Acute pancreatitis is the most frequent gastrointestinal cause of hospitalization and one of the main causes of in-hospital death (4,5,8). In the absence of gallstones, the etiology of pancreatitis in the current case seemed to be excess alcohol drinking, hypertriglyceridemia, or stress. Acute pancreatitis is an inflammatory disease caused by activation of proteases in the pancreas. Pancreatic enzyme activation triggers local and systemic inflammatory responses that are associated with the recruitment of inflammatory cells into the pancreas and the widespread up-regulation of inflammatory markers in distant tissues. The current case was classified as severe acute pancreatitis characterized by SIRS and systemic complications (4,5). Severe acute pancreatitis develops in around 20% of patients with acute pancreatitis and may be associated with multiorgan failure, similar to the current case (4,5). Increased serum triglyceride levels early in the course of acute pancreatitis have been reported to constitute an independent risk for the development of persistent organ failure (13). Wei et al. revealed that a high fasting index (TG×plasma glucose) was associated with a poor prognosis in patients with acute pancreatitis (14). Therefore, acute pancreatitis with hypertriglyceridemia should be diagnosed and treated promptly.
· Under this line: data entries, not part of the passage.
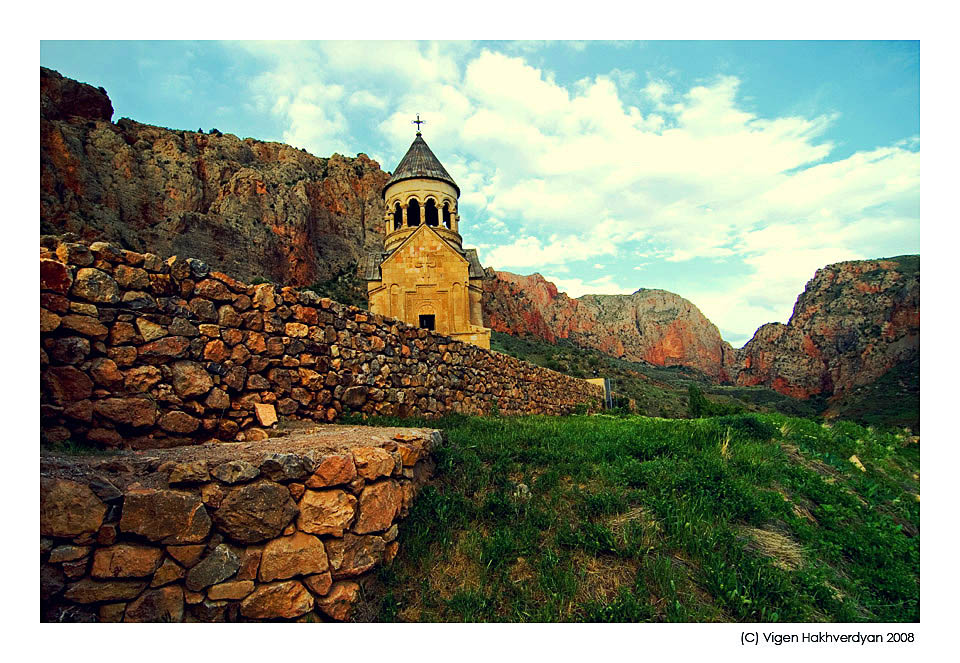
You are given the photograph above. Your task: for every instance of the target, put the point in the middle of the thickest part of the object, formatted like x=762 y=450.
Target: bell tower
x=424 y=276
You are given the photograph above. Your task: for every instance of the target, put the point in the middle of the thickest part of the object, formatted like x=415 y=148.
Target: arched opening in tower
x=430 y=213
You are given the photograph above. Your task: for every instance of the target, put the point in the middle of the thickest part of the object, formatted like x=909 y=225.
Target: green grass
x=750 y=517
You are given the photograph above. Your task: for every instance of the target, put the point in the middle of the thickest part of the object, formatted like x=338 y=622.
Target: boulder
x=125 y=561
x=66 y=384
x=233 y=590
x=235 y=471
x=157 y=605
x=285 y=467
x=68 y=508
x=265 y=412
x=95 y=286
x=353 y=555
x=55 y=276
x=137 y=412
x=89 y=590
x=326 y=512
x=379 y=505
x=190 y=379
x=319 y=584
x=216 y=567
x=339 y=601
x=255 y=512
x=294 y=555
x=278 y=600
x=168 y=572
x=373 y=462
x=169 y=516
x=188 y=472
x=179 y=422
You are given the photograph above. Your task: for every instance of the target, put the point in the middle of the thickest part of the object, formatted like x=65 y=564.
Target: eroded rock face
x=284 y=600
x=168 y=516
x=653 y=326
x=379 y=505
x=125 y=561
x=255 y=512
x=68 y=508
x=853 y=322
x=216 y=567
x=244 y=207
x=353 y=555
x=326 y=511
x=289 y=556
x=157 y=605
x=339 y=602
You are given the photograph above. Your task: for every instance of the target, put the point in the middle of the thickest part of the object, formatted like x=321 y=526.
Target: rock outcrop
x=255 y=209
x=246 y=207
x=653 y=326
x=854 y=322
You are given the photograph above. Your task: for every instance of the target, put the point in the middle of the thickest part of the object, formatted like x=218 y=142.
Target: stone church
x=424 y=276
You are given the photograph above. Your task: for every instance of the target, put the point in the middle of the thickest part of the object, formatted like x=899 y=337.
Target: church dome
x=420 y=163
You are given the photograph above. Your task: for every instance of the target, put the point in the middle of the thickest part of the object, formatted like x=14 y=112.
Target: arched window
x=413 y=213
x=397 y=216
x=430 y=213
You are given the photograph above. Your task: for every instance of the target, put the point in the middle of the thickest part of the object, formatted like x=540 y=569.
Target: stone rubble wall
x=283 y=536
x=140 y=352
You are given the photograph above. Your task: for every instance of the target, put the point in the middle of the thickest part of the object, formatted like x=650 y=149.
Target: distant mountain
x=854 y=322
x=653 y=326
x=257 y=209
x=249 y=208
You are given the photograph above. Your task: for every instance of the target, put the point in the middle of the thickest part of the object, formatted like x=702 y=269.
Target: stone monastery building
x=424 y=276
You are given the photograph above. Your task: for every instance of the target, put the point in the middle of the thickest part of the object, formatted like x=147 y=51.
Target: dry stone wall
x=285 y=529
x=141 y=352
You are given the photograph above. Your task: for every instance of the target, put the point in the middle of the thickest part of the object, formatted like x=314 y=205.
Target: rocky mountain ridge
x=248 y=207
x=653 y=326
x=268 y=210
x=853 y=322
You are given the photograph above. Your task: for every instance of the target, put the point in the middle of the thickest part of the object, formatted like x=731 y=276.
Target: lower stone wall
x=284 y=529
x=141 y=352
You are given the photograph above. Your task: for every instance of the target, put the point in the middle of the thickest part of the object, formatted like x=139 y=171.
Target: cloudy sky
x=727 y=172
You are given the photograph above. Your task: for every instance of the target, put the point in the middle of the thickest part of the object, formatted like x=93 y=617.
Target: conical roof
x=420 y=162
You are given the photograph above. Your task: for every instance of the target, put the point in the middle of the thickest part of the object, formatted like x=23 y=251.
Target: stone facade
x=424 y=276
x=141 y=352
x=285 y=530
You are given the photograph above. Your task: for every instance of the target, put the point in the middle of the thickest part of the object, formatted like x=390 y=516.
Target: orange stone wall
x=144 y=353
x=286 y=530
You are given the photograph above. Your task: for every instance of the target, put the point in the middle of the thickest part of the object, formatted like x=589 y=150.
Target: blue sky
x=726 y=172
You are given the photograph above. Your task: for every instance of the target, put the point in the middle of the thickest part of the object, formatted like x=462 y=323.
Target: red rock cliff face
x=854 y=322
x=248 y=208
x=654 y=326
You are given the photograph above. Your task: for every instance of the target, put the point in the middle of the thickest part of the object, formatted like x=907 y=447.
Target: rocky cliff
x=247 y=207
x=257 y=209
x=854 y=322
x=654 y=326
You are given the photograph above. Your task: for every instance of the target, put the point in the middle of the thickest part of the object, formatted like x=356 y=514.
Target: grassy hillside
x=656 y=391
x=603 y=518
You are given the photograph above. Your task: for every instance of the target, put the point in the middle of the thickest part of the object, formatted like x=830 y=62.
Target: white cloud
x=366 y=98
x=609 y=168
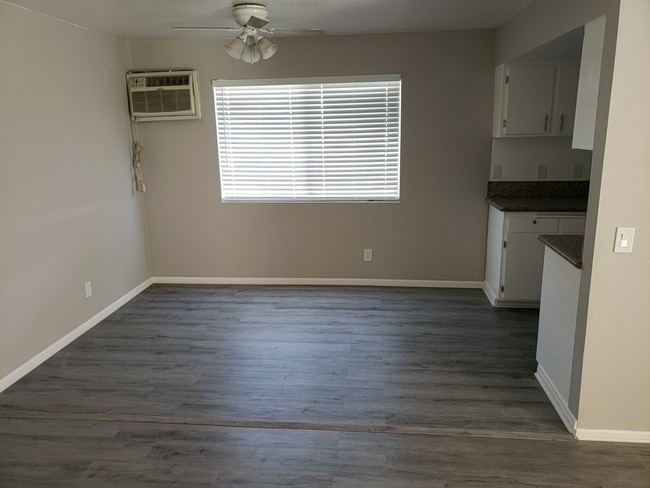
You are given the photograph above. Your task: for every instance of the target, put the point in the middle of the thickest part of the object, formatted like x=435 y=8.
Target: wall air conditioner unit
x=164 y=95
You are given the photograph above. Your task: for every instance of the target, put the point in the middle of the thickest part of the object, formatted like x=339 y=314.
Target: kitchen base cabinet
x=556 y=335
x=515 y=256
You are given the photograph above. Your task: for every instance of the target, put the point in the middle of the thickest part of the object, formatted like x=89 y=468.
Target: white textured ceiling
x=153 y=19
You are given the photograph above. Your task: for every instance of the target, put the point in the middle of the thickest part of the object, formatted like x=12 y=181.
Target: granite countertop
x=544 y=204
x=567 y=246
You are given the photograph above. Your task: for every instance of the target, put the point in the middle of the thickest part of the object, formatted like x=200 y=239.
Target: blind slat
x=334 y=141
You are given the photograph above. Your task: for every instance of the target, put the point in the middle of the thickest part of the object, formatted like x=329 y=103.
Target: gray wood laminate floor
x=300 y=386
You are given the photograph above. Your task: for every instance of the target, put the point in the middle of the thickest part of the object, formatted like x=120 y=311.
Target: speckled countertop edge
x=507 y=204
x=567 y=246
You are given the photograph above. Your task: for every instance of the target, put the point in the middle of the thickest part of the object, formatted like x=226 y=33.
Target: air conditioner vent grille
x=167 y=80
x=164 y=95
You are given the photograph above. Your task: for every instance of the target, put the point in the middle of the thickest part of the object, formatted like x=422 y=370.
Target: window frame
x=220 y=83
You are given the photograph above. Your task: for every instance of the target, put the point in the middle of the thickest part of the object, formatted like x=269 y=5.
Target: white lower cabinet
x=515 y=255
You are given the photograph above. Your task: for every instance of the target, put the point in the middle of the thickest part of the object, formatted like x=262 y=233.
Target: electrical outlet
x=89 y=289
x=624 y=239
x=578 y=168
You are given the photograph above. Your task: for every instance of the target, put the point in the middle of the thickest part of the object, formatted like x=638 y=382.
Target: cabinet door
x=529 y=99
x=566 y=92
x=523 y=265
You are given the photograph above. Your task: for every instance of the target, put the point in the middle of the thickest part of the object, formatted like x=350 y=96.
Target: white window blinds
x=334 y=139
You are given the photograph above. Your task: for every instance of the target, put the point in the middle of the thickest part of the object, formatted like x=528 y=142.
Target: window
x=309 y=140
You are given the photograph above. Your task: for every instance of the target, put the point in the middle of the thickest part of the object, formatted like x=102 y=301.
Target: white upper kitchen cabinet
x=535 y=99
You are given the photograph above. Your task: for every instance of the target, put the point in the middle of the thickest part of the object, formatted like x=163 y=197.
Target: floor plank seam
x=289 y=426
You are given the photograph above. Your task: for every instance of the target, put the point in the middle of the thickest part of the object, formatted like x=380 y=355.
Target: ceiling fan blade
x=257 y=22
x=225 y=29
x=299 y=32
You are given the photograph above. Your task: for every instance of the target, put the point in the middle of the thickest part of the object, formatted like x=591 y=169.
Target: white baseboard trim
x=556 y=399
x=604 y=435
x=489 y=293
x=50 y=351
x=198 y=280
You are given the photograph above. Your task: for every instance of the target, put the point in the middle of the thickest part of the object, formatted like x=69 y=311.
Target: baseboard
x=604 y=435
x=495 y=302
x=50 y=351
x=198 y=280
x=556 y=399
x=489 y=293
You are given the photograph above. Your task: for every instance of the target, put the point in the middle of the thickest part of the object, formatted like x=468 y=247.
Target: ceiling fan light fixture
x=266 y=48
x=236 y=48
x=250 y=55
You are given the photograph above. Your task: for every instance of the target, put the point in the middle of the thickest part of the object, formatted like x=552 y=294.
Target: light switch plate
x=578 y=169
x=624 y=239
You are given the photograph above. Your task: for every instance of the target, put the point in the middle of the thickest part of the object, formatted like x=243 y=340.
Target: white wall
x=67 y=206
x=436 y=232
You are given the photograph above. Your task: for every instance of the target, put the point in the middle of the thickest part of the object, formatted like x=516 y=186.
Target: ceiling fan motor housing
x=243 y=12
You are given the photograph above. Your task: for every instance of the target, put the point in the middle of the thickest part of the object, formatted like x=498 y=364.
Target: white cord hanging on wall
x=136 y=148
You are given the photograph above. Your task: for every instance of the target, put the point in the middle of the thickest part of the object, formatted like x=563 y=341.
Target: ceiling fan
x=249 y=45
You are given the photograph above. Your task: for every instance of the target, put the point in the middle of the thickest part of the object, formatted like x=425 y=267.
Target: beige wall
x=519 y=157
x=611 y=375
x=68 y=212
x=615 y=392
x=436 y=232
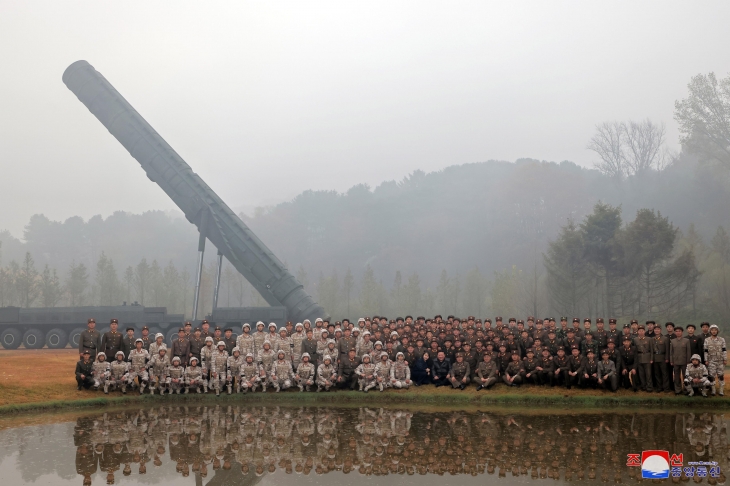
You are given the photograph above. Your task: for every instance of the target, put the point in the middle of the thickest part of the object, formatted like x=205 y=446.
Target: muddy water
x=231 y=445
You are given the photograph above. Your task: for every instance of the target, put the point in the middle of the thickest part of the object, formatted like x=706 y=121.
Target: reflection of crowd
x=373 y=441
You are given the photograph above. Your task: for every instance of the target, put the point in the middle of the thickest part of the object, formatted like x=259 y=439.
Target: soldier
x=118 y=373
x=309 y=346
x=229 y=340
x=181 y=348
x=607 y=372
x=157 y=369
x=218 y=368
x=174 y=376
x=259 y=337
x=346 y=376
x=326 y=374
x=696 y=376
x=530 y=364
x=643 y=347
x=281 y=372
x=486 y=373
x=90 y=339
x=459 y=373
x=84 y=371
x=716 y=359
x=513 y=373
x=138 y=359
x=100 y=371
x=366 y=374
x=680 y=352
x=628 y=364
x=560 y=365
x=196 y=344
x=382 y=371
x=660 y=358
x=545 y=368
x=193 y=375
x=128 y=342
x=284 y=344
x=251 y=374
x=111 y=341
x=400 y=373
x=589 y=373
x=297 y=338
x=304 y=377
x=233 y=371
x=157 y=345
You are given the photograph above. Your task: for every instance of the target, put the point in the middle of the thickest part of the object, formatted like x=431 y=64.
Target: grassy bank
x=43 y=380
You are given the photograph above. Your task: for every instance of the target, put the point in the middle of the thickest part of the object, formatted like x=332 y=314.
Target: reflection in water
x=373 y=441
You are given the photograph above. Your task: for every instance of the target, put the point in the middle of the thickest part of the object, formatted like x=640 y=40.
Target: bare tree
x=608 y=143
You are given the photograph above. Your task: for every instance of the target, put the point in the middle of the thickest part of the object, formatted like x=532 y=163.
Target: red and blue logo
x=655 y=464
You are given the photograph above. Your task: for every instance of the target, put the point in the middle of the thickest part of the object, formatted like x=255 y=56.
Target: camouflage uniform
x=250 y=374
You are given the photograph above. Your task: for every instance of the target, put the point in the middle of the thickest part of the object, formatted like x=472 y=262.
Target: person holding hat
x=251 y=374
x=89 y=339
x=158 y=368
x=607 y=372
x=128 y=342
x=696 y=376
x=84 y=370
x=181 y=348
x=193 y=376
x=174 y=377
x=716 y=359
x=305 y=374
x=100 y=370
x=138 y=358
x=111 y=341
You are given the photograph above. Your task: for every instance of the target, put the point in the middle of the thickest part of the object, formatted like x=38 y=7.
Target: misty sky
x=266 y=99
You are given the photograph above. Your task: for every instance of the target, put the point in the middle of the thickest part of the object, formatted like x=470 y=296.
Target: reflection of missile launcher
x=201 y=205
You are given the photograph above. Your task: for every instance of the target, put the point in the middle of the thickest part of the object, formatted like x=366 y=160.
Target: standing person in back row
x=90 y=339
x=111 y=341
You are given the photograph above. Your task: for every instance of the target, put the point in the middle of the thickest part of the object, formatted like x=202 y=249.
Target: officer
x=111 y=341
x=644 y=351
x=128 y=342
x=90 y=339
x=181 y=347
x=84 y=368
x=346 y=376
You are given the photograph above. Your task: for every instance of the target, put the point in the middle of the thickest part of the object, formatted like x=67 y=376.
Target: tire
x=56 y=339
x=11 y=338
x=33 y=339
x=74 y=336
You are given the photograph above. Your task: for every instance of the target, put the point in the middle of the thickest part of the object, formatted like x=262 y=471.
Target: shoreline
x=500 y=396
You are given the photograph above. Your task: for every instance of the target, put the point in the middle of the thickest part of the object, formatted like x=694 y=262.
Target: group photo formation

Gan et al. reported that pheochromocytoma presents with acute hyperamylasemia and multiorgan failure, as was seen on admission, during pheochromocytoma attack, and at adrenalectomy in our case (2). Considering these findings, our case might have developed PMC that subsequently triggered acute pancreatitis, or vice versa. The exact pathophysiology of PMC concomitant with severe acute pancreatitis remains unclear, and a further investigation is required.

In conclusion, a rare case of PMC complicated with acute pancreatitis was successfully treated based on an accurate and appropriate diagnosis. Clinicians should pay attention to the occurrence of both life-threatening diseases in the clinical settings.

The authors state that they have no Conflict of Interest (COI).

Hidefumi Inaba and Yosuke Kaido contributed equally to this work.

Acknowledgement

We are indebted to Dr. Noriyuki Itoh for performing laparoscopic adrenalectomy (Japanese Red Cross Wakayama Medical Center).